For many years, Dan Lobeck said, “I thought the condominium associations were probably the second most highly regulated industry in the state of Florida, second only to nuclear power.” In the aftermath of the 2017 legislative session, he added, he believes the associations have taken the top spot.
Lobeck explained that a number of facets played into why the Legislature “did what it did to make laws so burdensome and complicated on condo boards.” A key factor, however, was a Miami Herald expose about unethical and illegal actions involving condo boards and managers, he pointed out. After the paper published its findings, the state attorney in Miami-Dade County convened a grand jury, which offered recommendations that ended up in bills that were enacted.
The laws Lobeck focused on went into effect on July 1, 2017, he noted.
First, directors who serve two-year terms may not be elected more than four consecutive times. The idea behind that, he said, was that “if you’re serving your community for an extensive period, you must be abusive … even though some of the best directors that I have seen … have really devoted themselves to the community over the long haul, and the community appreciates that.”
The term limit can be waived by a vote of two-thirds of the membership, he added, and in circumstances when not enough eligible candidates are available to fill the vacancies at the time in question.
Fortunately, he said, both the state and condo association attorneys in Florida have taken the position that the four consecutive terms would have to start after July 1, 2017.
That law does not apply to directors who serve one-year terms, Lobeck noted, and case law in the state effectively has prohibited terms of three years or longer.
Another new law makes it illegal for use of a debit card issued in the name of an association or billed directly to an association. “Credit cards — you can steal money with [them],” Lobeck joked, eliciting laughter from audience members.
A management company could use a debit card to draw on association funds, he continued, as long as the association name is not on the card.

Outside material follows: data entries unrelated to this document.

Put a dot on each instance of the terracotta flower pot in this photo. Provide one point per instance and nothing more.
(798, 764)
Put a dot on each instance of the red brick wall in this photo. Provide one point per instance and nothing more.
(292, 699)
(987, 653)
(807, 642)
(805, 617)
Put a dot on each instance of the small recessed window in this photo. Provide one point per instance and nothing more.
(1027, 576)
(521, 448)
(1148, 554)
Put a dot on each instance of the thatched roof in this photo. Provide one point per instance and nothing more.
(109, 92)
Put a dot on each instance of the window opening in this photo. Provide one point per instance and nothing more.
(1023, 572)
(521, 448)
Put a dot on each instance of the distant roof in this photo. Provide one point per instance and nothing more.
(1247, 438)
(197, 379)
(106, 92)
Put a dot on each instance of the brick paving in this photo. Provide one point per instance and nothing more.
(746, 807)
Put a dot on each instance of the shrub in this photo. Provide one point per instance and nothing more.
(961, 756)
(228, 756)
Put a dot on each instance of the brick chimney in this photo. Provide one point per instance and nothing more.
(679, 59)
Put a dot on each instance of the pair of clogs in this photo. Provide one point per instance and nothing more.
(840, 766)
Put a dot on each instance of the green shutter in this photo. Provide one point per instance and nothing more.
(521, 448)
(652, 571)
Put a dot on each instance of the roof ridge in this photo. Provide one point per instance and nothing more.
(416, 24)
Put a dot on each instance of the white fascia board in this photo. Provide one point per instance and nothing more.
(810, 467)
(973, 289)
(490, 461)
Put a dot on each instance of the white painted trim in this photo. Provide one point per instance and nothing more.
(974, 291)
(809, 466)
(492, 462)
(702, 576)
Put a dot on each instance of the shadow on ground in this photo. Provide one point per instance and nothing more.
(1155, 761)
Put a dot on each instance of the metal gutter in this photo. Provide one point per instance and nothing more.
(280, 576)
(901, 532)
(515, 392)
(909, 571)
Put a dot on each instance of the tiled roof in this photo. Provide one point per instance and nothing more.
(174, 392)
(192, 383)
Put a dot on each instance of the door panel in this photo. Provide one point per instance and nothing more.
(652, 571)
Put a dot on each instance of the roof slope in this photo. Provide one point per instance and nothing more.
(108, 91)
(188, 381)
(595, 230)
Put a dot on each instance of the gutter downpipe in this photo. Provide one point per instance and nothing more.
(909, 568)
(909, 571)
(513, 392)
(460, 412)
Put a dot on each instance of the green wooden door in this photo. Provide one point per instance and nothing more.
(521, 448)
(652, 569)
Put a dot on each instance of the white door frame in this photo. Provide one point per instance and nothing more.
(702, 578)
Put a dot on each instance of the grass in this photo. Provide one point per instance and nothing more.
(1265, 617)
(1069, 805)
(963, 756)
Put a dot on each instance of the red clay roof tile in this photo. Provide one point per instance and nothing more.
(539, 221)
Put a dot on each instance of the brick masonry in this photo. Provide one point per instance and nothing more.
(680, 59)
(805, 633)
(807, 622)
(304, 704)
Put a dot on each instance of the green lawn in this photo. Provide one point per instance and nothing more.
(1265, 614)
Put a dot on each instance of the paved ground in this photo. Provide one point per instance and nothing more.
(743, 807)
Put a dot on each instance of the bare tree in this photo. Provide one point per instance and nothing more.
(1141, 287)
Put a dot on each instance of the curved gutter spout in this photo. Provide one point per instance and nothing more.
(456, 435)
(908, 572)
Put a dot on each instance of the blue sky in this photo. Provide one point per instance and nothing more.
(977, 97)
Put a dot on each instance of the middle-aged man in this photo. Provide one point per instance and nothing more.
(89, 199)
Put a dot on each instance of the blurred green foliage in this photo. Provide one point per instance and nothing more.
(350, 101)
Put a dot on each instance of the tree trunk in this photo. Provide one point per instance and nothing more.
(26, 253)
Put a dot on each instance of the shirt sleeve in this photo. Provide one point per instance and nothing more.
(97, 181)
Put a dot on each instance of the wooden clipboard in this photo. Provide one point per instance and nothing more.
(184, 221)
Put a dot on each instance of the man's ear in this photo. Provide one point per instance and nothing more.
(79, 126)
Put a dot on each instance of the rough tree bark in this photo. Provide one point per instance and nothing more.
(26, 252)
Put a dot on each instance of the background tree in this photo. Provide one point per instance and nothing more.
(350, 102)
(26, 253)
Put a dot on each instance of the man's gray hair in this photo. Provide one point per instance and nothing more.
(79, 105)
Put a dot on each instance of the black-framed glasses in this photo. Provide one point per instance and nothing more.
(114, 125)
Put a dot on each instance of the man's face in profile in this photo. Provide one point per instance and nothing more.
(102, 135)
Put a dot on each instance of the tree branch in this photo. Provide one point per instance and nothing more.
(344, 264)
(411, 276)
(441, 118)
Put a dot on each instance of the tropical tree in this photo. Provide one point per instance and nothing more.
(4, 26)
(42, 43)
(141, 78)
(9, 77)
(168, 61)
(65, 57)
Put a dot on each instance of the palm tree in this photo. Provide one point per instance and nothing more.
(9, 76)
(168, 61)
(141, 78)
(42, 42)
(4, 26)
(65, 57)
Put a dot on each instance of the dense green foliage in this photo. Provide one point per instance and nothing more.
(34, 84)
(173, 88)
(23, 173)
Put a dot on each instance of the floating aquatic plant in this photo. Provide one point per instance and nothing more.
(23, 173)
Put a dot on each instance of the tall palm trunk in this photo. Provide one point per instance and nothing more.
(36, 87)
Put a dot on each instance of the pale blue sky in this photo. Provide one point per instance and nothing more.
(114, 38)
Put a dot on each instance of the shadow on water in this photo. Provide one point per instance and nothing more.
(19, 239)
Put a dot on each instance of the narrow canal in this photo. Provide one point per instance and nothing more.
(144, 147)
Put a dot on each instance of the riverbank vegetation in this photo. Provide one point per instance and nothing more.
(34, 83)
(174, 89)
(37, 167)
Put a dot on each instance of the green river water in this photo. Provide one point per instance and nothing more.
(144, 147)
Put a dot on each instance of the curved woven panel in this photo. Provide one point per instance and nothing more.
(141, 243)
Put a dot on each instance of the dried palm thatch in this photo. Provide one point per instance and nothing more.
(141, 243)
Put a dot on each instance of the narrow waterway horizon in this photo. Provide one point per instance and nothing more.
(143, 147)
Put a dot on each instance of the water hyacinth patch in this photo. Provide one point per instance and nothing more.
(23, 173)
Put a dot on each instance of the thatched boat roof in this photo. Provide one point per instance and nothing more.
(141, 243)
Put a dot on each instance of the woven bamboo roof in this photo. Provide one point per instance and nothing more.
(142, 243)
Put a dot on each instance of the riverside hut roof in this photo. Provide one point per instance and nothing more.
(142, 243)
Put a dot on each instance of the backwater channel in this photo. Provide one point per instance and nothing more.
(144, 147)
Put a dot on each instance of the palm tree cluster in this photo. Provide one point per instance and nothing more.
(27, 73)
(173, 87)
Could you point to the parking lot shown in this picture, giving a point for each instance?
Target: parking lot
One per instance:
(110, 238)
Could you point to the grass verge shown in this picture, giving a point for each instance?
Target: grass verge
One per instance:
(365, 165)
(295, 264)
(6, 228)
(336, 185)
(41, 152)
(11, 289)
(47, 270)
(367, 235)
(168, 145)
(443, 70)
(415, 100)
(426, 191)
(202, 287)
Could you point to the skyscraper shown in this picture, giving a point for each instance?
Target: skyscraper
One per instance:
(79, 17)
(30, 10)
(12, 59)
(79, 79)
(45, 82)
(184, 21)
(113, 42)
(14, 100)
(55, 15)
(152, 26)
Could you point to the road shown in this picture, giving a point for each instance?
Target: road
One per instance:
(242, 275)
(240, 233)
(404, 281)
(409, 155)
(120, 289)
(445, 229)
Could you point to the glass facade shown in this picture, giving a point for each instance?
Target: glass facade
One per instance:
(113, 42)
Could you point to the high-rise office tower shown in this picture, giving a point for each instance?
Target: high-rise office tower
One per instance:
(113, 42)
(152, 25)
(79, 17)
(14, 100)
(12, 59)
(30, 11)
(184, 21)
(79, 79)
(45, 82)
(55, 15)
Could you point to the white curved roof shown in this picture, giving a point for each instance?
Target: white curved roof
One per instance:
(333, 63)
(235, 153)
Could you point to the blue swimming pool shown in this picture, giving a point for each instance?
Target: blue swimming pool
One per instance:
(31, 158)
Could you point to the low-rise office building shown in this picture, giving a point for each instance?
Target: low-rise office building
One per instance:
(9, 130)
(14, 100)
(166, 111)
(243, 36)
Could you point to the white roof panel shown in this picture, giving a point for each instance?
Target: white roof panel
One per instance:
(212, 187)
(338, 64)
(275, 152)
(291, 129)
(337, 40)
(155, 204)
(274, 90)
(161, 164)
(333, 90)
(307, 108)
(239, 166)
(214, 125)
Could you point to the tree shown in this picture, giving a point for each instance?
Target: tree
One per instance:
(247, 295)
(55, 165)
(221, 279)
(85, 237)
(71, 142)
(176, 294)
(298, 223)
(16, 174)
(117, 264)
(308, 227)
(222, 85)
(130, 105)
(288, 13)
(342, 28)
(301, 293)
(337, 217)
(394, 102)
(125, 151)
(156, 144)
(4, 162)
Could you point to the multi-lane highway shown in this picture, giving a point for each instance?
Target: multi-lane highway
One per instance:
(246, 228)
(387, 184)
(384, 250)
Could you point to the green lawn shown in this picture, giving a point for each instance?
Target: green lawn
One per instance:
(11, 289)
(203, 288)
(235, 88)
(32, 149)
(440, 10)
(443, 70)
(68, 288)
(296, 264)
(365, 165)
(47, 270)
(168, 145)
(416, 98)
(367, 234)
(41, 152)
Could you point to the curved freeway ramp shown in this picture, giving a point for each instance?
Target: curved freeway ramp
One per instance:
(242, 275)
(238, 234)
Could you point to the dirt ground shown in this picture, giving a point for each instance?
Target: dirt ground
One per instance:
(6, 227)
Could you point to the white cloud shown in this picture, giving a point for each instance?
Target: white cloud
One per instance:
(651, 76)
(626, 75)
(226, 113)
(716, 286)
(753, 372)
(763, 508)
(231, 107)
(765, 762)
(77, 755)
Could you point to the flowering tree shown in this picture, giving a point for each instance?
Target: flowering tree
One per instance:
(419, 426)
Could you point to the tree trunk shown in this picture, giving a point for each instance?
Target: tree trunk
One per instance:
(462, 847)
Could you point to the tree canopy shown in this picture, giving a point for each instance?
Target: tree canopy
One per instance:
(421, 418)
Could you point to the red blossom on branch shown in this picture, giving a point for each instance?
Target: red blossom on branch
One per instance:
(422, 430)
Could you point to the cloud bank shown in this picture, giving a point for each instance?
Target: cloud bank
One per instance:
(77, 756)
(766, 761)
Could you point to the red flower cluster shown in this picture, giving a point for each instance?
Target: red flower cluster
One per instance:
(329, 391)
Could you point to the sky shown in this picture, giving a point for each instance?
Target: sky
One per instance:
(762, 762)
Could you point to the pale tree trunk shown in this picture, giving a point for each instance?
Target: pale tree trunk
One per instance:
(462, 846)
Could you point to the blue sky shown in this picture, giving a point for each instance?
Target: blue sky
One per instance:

Then Lobeck addressed new criminal penalties, “as if there wasn’t enough discouragement to volunteer to serve on your board.”
Moreover, “[Legislators] made at least half a dozen mistakes in the law,” he pointed out, as many of the crimes are not listed as such in other parts of the Florida Statutes. “You have to amend the criminal statutes to create a new crime.”
For example, he said, one new provision makes it a third-degree felony to forge a ballot envelope or voting certificate used in an election. “But they didn’t make forgery of the outer envelope a crime,” Lobeck noted.
Yet another action that results in a third-degree felony charge, he continued, is the destruction or refusal to allow inspection or copying of an official record of a condominium association that is accessible to unit owners, in the furtherance of any crime. For example, Lobeck explained, if someone stole money from an association, and a cancelled check would prove that, “it’s a felony to destroy [the check].”
Any director or officer charged or indicted for any of the crimes related to forgery, theft or embezzlement, or the destruction or withholding of records, is barred from serving as an officer or director of another association,” he continued.
If an officer or director is charged with a crime, Lobeck continued, that person is to be removed from the board and a temporary replacement put in the person’s place. “So much for the presumption of innocence.”
If the accused later is cleared of the crime, Lobeck said, the person can go back on the board.
Lobeck then talked of new financial reports, including the necessity for associations to file a form naming every institution where it maintains accounts. That makes it possible, he noted, for “an aggrieved owner [to] find out where you keep your money.”
In response to a question, he said that document should be filed at the same address where the association provides its annual report.
For associations with 150 or more units, he continued, the Legislature has required “a huge complicated website” by July 1 of this year. “This is totally insane as to what has to be on this.”
Among the material that has to be posted, he pointed out, is not only the agenda of any board meeting and documents to be voted on, but also “any other document required for the meeting,” and the latter has to be put on the website at least 48 hours before the meeting. That means any issue that will come up at the session should be posted on the website, he said.
The website also has to contain a password-protected section including not only all the board materials, Lobeck continued, but also the recorded association declaration and bylaws; the filed articles of incorporation, with all amendments; the association rules; bid summaries, which must be available for a year; the annual financial report; the annual budget; and “any proposed financial report to be considered at a meeting.”
When asked whether a management company can operate the website, Lobeck replied that it could. He added that the website “just has to be capable of access by the board without management.”
Finally, in response to another question, Lobeck said “a fairly recent law” makes it legal for board members to “communicate very freely by email,” as long as they do not take an official vote on an issue via email.